As an example of how this would work, let’s say the owner of a tech start-up anticipated going public in three years. If the owner sells stock at that time, there may be a large capital gains tax at the federal level. At the state level, taxes may be even higher if there is no preferred capital gains rate and/or the owner’s home state is a high-tax state. With an ING, the owner can transfer the stock into the trust in advance. Then, when the company goes public, the stock is sold by the trust. Federal tax will still be the same, but the owner saves on state taxes.
Since the transfer to the trust is an incomplete gift, no gift tax is owed and it doesn’t reduce the lifetime estate and gift tax exemption of the owner of the asset. Also, as noted above, beneficiaries receive a step-up basis upon the death of the grantor. If the asset appreciated between the time the trust was established and the death of the grantor, the beneficiaries get the benefit of the higher basis amount so when they sell, there will be less taxable gain.
The downsides of an ING include its irrevocability. The grantor losses control over the assets, although as noted above, the trustee may be able to make distributions to the grantor. As a result, an important consideration is whether the grantor has sufficient funds for living expenses or may need the income from the assets that would be transferred into the trust.
Grantors should also calculate the amount of tax potentially being saved to determine whether those savings offset the costs of creating the ING.
INGs can be a useful tactic for saving taxes if your home state will not tax them as income.

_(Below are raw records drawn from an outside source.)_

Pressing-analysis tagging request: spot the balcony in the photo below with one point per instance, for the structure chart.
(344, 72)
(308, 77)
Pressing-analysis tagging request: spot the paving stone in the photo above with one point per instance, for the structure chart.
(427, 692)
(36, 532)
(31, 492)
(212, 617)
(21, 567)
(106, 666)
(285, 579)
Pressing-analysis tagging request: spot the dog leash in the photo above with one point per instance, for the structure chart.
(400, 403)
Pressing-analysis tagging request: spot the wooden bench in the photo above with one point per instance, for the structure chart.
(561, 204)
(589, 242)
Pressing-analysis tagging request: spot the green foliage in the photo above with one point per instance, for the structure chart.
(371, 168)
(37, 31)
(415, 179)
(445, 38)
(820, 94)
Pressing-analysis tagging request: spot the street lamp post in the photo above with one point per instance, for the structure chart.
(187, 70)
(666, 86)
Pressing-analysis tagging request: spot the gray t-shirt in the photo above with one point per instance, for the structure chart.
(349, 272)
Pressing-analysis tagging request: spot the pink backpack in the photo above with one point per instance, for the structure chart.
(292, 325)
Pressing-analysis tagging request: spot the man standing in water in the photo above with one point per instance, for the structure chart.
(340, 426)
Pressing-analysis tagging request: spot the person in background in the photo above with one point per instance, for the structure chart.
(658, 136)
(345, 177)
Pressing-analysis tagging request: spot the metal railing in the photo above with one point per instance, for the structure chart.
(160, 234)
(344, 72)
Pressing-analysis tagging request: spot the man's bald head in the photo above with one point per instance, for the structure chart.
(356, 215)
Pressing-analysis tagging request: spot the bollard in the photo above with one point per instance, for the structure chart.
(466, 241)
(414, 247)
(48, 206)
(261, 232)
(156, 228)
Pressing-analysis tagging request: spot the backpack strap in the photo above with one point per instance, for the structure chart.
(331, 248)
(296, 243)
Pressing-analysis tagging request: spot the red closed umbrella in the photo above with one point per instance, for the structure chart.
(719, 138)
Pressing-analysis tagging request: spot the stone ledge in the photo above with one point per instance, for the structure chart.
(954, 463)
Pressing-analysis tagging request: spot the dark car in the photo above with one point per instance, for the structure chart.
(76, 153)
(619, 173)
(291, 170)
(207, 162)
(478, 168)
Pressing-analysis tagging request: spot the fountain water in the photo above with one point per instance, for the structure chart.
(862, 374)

However, an estate attorney can advise you whether it is the best option for you. An experienced lawyer can provide information about INGs and other tax-advantaged planning strategies that might be relevant to your personal assets.
Importantly, proper estate and tax planning do not just focus on what happens after you pass. There are options for trusts that can have significant lifetime benefits. If you are interested in receiving a comprehensive estate planning and tax assessment, contact us for a consultation.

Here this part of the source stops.